FWIW, I'll describe the scenario a bit more. I described the initial smell as "musty," because this seemed to fit more in line with the olfactory descriptions I've read about 2,4,6-tricloroanisole, the culprit of corked wine. But in reality, it was more of a dirty-detergent type smell, in a musty kind of way. And you could tell, ever-so-slightly, that there was some fruit underneath, but the wine acted "dumb", as if it were enshrouded in an antihedonistic tomb. My first thought was perhaps there was some remnants of detergent in the glass, so I thoroughly washed and dried it before trying some more. I'm familiar with Freemark Abbey's offerings, having several bottles each of their Bosche, Sycamore Vineyard, and regular Napa bottlings across multiple vintages, so I knew this was out of the norm. But as I've only been really into wine for about a year now, these two bottles were my first two that genuinely appeared corked (out of 130 or so opened this year).

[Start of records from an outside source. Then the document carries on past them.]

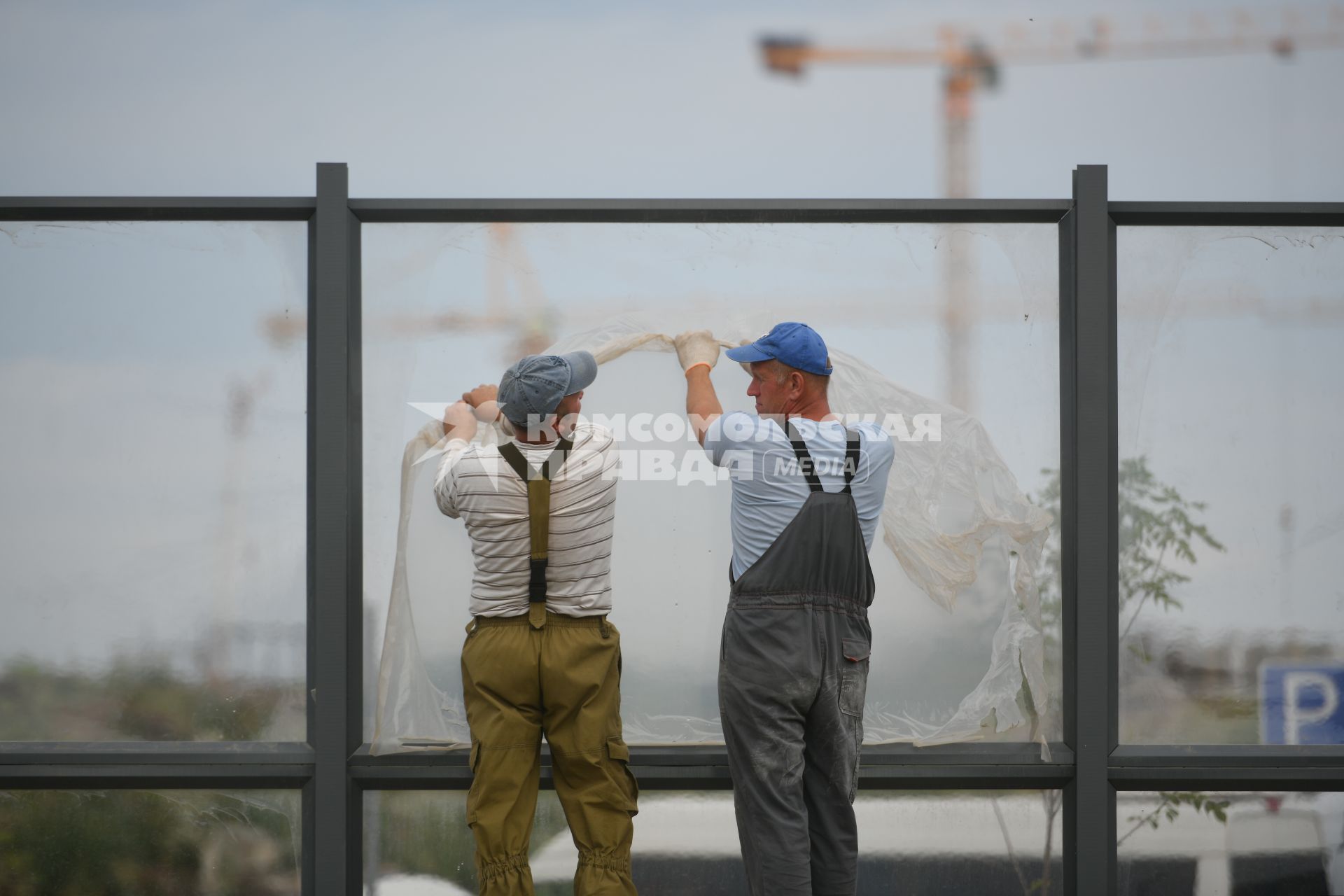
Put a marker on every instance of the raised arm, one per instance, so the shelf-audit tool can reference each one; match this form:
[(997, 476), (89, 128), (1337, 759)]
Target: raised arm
[(698, 352)]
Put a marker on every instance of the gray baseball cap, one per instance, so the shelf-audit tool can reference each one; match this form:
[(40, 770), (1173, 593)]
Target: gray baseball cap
[(537, 383)]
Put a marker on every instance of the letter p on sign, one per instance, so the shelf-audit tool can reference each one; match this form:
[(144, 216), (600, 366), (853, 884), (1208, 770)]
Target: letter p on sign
[(1300, 704)]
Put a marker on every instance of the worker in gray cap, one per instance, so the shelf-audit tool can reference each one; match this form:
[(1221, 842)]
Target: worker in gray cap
[(793, 666), (540, 657)]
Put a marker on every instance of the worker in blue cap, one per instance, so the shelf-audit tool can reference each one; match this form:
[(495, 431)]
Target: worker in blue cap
[(806, 498)]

It is interesting, as Bucko noted, that sensitivity to TCA can vary 1000-fold. My wife, though not quite the wine geek that I am becoming, still has a decent nose (looks good too!) and palate, and didn't observe the "corkiness," though she did think that the wine was muted.

RAD


- Bucko - 12-28-2000

That is the whole secret -- you may not taste or smell the TCA, but the wine will seem lifeless.